Pythonic way to get value defined or not defined in yaml

2.7k views Asked by At

I have a yaml file with test(s) configuration(s) and there is an optional parameter "ignore-dup-txn" in optional section "test-options".

test-name:
    test-type:        trh_txn
    test-src-format:  excel
    test-src-excel-sheet:   invalid_txns
    test-options:
      ignore-dup-txn: True

I read section "test-name" to "test" dict and for now I check it this way:

if 'test-options' in test and 'ignore-dup-txn' in test['test-options']:
    ignore_dups = test['test-options']['ignore-dup-txn']
else:
    ignore_dups = None

What would be the pythonic way to do it? More clear, simple and shorter.

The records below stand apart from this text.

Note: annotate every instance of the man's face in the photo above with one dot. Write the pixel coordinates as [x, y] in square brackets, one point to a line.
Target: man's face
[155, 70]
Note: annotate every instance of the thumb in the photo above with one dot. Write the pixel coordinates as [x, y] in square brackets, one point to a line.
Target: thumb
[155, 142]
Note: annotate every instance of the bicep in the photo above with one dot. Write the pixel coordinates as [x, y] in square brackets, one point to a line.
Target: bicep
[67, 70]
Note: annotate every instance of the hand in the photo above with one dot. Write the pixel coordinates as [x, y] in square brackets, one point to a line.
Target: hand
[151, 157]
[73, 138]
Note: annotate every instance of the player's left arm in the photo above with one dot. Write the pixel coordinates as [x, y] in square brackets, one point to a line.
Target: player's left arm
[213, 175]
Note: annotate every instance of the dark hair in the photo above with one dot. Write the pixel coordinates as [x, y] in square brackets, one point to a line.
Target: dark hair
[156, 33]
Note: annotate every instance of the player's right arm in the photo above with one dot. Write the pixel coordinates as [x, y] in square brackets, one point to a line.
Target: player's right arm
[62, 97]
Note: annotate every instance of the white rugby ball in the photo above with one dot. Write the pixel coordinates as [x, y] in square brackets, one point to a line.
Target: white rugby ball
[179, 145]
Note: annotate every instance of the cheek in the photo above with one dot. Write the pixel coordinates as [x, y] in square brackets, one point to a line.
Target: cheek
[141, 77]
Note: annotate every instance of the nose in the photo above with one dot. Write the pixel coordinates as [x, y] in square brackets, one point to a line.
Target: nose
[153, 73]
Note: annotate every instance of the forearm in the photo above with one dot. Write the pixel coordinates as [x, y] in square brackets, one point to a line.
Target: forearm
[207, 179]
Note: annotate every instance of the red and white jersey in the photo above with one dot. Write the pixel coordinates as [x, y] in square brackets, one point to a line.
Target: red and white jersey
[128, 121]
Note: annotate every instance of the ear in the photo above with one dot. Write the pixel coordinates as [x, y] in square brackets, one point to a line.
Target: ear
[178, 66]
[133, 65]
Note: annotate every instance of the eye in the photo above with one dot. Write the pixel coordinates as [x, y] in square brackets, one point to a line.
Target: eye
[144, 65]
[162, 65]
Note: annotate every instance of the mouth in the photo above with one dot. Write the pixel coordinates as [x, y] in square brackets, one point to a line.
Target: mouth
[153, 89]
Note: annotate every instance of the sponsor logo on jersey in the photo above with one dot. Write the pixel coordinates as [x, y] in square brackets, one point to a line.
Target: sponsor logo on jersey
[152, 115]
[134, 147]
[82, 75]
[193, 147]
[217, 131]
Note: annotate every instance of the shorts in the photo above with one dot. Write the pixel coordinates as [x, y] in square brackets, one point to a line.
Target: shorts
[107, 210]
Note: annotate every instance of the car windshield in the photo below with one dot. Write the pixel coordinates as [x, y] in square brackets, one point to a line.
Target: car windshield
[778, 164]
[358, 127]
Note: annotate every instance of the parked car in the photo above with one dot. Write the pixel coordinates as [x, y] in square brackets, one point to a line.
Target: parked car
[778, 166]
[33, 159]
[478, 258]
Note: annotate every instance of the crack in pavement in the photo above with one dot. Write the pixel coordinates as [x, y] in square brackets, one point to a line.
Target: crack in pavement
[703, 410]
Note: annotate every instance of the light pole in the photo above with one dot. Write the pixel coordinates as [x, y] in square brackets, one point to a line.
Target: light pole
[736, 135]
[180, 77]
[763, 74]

I was thinking to do "getter", but if I do get(test['test-option']['ignore-dup-txn']), I will get an exception in case if option is not defined, obviously.

3

There are 3 answers

0
hspandher On BEST ANSWER

This would work:

test.get('test-options', {}).get('ignore-dup-txn', None)
1
Scott Hunter On

You can use the get method:

test['test-options'].get('ignore-dup-txn',default-value)

0
Anthon On

If you just want a "one-liner" and don't want an empty dict to be created you can do:

ignore_dups = test['test-options'].get('ignore-dup-txn') if 'test-options' in test else None

but this leads to long lines, and doesn't expand well to another level and is not very pythonic.

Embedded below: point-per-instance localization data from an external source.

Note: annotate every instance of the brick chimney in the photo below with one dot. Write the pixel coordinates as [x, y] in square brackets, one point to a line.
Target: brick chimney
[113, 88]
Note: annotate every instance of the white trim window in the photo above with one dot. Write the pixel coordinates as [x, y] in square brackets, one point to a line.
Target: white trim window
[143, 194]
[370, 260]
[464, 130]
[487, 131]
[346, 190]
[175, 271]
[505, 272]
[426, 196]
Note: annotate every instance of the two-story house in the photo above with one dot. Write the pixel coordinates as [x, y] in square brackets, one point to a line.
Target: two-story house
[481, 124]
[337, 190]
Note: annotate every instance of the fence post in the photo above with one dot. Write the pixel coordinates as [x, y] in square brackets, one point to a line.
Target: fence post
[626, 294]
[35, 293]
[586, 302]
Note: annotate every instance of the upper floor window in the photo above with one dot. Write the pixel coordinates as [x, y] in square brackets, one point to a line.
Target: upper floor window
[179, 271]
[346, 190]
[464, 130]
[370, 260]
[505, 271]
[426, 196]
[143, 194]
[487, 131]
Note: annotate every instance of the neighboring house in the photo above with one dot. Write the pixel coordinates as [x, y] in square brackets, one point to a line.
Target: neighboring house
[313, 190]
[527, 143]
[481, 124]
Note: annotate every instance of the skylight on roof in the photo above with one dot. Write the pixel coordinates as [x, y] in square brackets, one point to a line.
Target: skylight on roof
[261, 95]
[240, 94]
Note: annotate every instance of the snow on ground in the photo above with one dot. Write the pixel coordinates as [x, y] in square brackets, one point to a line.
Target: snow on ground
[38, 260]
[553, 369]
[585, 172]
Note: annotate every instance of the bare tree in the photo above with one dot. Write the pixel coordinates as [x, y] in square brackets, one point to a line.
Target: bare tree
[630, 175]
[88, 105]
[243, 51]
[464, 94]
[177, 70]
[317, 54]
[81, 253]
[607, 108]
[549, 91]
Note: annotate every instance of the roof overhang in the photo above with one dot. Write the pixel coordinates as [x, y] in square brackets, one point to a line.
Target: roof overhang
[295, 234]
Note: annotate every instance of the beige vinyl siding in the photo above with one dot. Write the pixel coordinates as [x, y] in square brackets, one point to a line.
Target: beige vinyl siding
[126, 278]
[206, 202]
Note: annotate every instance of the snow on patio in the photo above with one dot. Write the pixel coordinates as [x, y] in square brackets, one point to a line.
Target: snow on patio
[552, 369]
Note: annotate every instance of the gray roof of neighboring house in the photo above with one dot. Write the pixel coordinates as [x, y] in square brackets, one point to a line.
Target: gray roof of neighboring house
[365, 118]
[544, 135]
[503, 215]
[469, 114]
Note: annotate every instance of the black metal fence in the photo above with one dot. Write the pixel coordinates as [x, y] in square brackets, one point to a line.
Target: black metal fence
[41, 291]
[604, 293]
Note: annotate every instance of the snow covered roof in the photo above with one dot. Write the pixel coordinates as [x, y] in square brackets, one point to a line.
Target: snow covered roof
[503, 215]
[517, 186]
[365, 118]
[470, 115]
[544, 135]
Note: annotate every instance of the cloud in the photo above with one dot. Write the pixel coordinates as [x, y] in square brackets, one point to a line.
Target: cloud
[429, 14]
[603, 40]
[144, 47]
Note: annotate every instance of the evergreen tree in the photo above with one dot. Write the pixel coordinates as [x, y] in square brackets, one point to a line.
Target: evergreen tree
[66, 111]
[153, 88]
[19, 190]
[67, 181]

For something that is IMO a more pythonic first look at what happens when you have a dict and use a list as key for assignment or as first argument to .get() ¹:

d = dict()
l = ['a', 'b', 'c']
try:
    d[l] = 3
except TypeError as e:
    assert e.message == "unhashable type: 'list'"
else:
    raise NotImplementedError
try:
    d.get(l, None)
except TypeError as e:
    assert e.message == "unhashable type: 'list'"
else:
    raise NotImplementedError

That means some_dict.get(['a', 'b', 'c'], default) will throw a TypeError. on the other hand that is rather a nice concise syntax to get a value from a dict within a dict within ... .
So the question becomes how can I get such a .get() to work?

First you have to realise you cannot just replace the .get() method on a dict, you'll get an AttributeError:

d = dict()
def alt_get(key, default):
    pass
try:
    d.get = alt_get
except AttributeError as e:
    assert e.message == "'dict' object attribute 'get' is read-only"
else:
    raise NotImplementedError

So you will have to subclass dict, this allows you to override the .get() method:

class ExtendedDict(dict):
    def multi_level_get(self, key, default=None):
        if not isinstance(key, list):
            return self.get(key, default)
        # assume that the key is a list of recursively accessible dicts
        # *** using [] and not .get() in the following on purpose ***
        def get_one_level(key_list, level, d):
            if level >= len(key_list):
                if level > len(key_list):
                    raise IndexError
                return d[key_list[level-1]]
            return get_one_level(key_list, level+1, d[key_list[level-1]])

        try:
            return get_one_level(key, 1, self)
        except KeyError:
            return default

    get = multi_level_get # delete this if you don't want to mask get()
                          # you can still use the multi_level-get()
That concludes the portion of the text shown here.